Bu Evren'de Sen Neden Yoksun?
- Kani Fatih Turhan
- 2 Eki 2017
- 4 dakikada okunur

Fırsatımın olduğu şu günler; beni daha fazla tanımanız, yaptığımız işleri ve arzu ettiğimiz geleceği daha iyi anlamanız için beklemediğim serilikte yazmaya çalışıyorum. Bunu yaparken aynı zamanda deneyimlerimi de aktararak, sizlere umut ve çözüm de sunmuş olacağıma inanıyorum. Yazı yazmak benim ilk kez yaptığım bir eylem değil. Çok okuduğum gibi, sonralarda beğenmeyip silmek hastalığının azizliğine uğrasam da, çok yazmışımdır. Narsist bir eylemdir yazmak. Ve bu sefer sizi bu eyleme katılmanız için cesaretlendirmek istiyorum. Ne demişler söz uçar, yazı kalır.. ;)

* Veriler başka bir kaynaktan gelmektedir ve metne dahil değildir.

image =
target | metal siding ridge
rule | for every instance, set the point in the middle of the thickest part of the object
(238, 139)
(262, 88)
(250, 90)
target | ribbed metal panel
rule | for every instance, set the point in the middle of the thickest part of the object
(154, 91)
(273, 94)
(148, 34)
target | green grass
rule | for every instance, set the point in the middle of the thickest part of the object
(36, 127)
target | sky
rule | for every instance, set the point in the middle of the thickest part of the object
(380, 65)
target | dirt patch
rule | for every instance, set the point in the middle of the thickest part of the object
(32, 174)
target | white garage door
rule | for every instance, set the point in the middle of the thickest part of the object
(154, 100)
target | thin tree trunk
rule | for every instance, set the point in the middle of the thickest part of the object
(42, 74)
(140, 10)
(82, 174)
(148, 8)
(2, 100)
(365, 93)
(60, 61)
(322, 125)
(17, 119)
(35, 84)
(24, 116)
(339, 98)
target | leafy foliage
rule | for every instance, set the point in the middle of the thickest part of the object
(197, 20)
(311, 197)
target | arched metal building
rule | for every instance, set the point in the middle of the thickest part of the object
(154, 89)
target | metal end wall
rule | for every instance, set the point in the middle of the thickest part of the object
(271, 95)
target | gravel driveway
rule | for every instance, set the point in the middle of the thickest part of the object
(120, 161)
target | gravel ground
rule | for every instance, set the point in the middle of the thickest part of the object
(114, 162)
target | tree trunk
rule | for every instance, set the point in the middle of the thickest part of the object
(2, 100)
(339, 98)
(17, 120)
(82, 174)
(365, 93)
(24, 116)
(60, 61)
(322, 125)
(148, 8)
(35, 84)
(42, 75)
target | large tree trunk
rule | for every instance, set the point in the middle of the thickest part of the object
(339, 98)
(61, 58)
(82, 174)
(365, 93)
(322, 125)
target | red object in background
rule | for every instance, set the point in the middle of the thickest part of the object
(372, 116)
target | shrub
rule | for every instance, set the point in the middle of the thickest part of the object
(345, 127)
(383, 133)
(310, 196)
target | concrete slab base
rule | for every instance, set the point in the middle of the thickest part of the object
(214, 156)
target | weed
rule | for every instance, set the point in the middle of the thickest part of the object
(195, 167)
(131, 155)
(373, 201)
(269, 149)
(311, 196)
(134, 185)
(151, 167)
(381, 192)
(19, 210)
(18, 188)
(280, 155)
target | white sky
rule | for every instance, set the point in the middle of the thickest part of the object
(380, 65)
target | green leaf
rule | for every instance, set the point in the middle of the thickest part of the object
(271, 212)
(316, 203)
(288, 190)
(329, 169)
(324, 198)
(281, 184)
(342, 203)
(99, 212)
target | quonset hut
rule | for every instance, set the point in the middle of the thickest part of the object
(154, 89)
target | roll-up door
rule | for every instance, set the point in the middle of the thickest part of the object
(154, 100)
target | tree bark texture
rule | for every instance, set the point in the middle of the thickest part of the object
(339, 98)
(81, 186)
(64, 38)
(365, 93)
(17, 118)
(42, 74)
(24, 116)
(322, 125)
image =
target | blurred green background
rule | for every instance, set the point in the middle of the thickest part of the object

2002 yılında, ilköğretim yedinci sınıftayken, H. Yasin Altıner adındaki Türkçe öğretmenim, aşık olduğum sınıf arkadaşım için yazdığım şiiri görünce benden düzenli olarak komposizyon yazmamı istedi. Ertesi yıl içinde, Tema Vakfı adına düzenlenen bir kompozisyon yarışmasına katılmamı istedi. Bu yarışmada birinci olmuştum. Aynı sene yine onun cesaretlendirmesiyle, yarışmaya katılmadan öncesi desem daha doğru olur, ulusal siyasi bir gazete de çalışmak için işe başvurdum. Gazetenin genel yayın müdürü M. Müftüoğlu'na gazeteci olmak istediğimi, bunun için çaycılık yapabileceğimi söylemiştim. Bu etkili caba karşılıksız kalmadı. Önce Galatasaray tesislerine basın toplantısına gönderildim. Diğer taraftanda da bol bol köşe yazısı okuyup, eliştiri yazıları yazmam istendi. Ve nihayet 5 Şubat 2005 küçük bir yer bana da verildi ve ulusal düzeyde ilk yazım burada yayınlandı. Sonrasını diğer yazılarımda anlatırım. Tabii bu anlattıklarım bir başarı hikayesi olarak aklınızda kalmasın. Bir çocuğun sevindirilmesi ve ona verilen değer olarak bilin. Bir diğer açıdan maksat bu dünyaya hiç uzak yetişmediğimi gösterebilmek. Bu arada işin ilginci benim gibi bir çok öğrenciye önemli etkisi olan, örnek alınması gereken Yasin öğretmeni ne kadar çok arasamda hiçbir mecrada bulamadım. Gizliliğine saygı duyarak resmini de paylaşmıyorum.
Ben blog dünyasına 'Tarihim' adlı bir yazı ile 29.11.2010 yılında blogspot hesabımla giriş yapmışım. Yazı hala duruyor ama yayında değil boşa aramayın. :D Ardından malumunuz 2012 yılında Tamkaynak giriyor hayatıma. Ama burada şahsen ben, hiç içerik üretmedim. Onun öyküsüne geçen ki yazımda ucundan değinmiştim. Biliyorsunuz özel bir projenin temeli ya (dişli gülücük)..
Geçen gün kendisini ilk 'Karanlıkta Güneş Ol!' etkinliğinde gördüğüm, sonra 'Aytunga - Aydınlanma' etkinliğinde tekrar karşılaşıp tanıştığım, Evren Soyuçok ile yaklaşık üç saat sohbet ettik. Bana değerli zamanını ayırdığı için kendisine burdan bir kez daha teşekkür ederim. Son derece alçak gönüllü, tevazu sahibi bir insan. Genelde aksini beklediğim bloggerlarda sıkça gördüğüm bir karakter yapısı. O yüzden bloggerları tanıtırken, bu tanımlamayı benden bolca duyarsanız şaşırmayın! Ben alıştım artık. :)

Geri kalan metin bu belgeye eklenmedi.